Rescue talks continue as McAleese sinks into the red

First half loss of $97 million as impairments bite, revenue falls and the situation becomes critical

Rescue talks continue as McAleese sinks into the red
McAleese is doomed without a deal.


McAleese Group is staring into the abyss, admitting there are "material uncertainties that give rise to significant doubt about the ability of the Group to continue".

McAleese and its financiers are battling for a compromise debt and refinancing deal with unnamed firms, the company says as it releases its first-half results.

With the firm struggling with difficult market conditions that saw non-cash property, plant and equipment impairments add $50 million to its $97.4 million first-half loss, the third parties are offering prices lower than the company is presently worth.  

"As further negotiation is required in relation to each of the proposals, the effect of the proposals on McAleese Group’s shareholders remains uncertain, however, the enterprise valuations attributed to the Company by each proposal are materially below that implied by its current market capitalisation," McAleese says.

At present, market conditions are such that without action the firm "will not operate within the level and terms of its financial undertakings" and will be unable to repay a $55.4 million tranche due in November.

"Given the forecast breach of covenants and debt repayment requirements under the existing syndicated facility, in the absence of the Strategic Process resulting in a recapitalisation of the Group, the Group will require the ongoing support of its existing financiers to continue as a going concern," it says in its half-year report.

Until the negotiations end, the company’s shares will stay suspended.

The net first half net result was down 285 per cent on the previous first half’s $52.5 million profit and came on the back of a 20 per cent fall in revenues to $285 million, compared with $357 million previously.

"The financial results for the half clearly reflect a difficult trading environment for the Company," McAleese MD and CEO Mark Rowsthorn says.

"Our recent focus has very much been on restructuring the business to align with lower activity levels, while actively seeking profitable revenue opportunities.

"We have made good progress with our business transformation program and are confident that there are significant gains yet to be realised."

Most exposed to market conditions is the Bulk Haulage division in the Pilbara.

It handled 1.2 million more tonnes than in the previous first half, for the likes of Atlas Iron, Millennium Minerals and Process Minerals International.

But margins were hit due to revised Atlas haulage contracts and the low iron ore price meant its profit share deal with that miner has so far failed to kick in.

McAleese reveals the division is part of the ‘super-quads’ initiative.

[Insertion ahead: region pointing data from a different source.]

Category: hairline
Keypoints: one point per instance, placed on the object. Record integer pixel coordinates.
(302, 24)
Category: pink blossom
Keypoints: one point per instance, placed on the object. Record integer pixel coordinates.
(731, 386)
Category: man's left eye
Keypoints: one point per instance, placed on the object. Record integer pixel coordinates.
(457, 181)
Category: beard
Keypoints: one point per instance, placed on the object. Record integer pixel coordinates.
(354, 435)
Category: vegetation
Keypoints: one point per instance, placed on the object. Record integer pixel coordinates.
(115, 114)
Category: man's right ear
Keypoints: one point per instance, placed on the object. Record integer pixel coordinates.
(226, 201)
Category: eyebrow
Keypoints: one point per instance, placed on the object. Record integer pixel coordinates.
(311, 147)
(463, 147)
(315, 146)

"During the half, the Bulk Haulage division also commenced trials for an alternative road train combination in collaboration with Main Roads Western Australia, which, subject to ongoing endorsement, provides the Group with an opportunity to roll out the alternative combination in its operations and generate cost savings through significantly enhanced payloads," it says.

Apart from the Elgas deal, the Oil & Gas division saw revenue down 37 per cent to $49.2 million compared with the last first half, with subsidiary Cootes Transport’s deal with Caltex winding up, Shell and BP wet-hire deals ending, and the loss of sold arms Liquip’s and Beta Fluid Systems’ earnings.

The firm was confident of the medium-term future of the Heavy Haulage & Lifting division (HHL), which suffered continued low capital expenditure in the resources industry and ongoing deterioration in market conditions, though the uncertain nature of a resources-sector rebound was a concern.

The Specialised Transport division continued to face weak east-west volumes and a highly competitive market on east-coast lanes. While volumes were as expected, margins contracted.

"A review of the division’s revenue base is ongoing, with corrective action commenced to improve yield and restore profitability," the company says.

Fuel, oil, electricity spend was $28.47 million compared with $38.73 million in the previous first half but direct transport and logistics costs were up at $85.9 million compared with $72.9 million.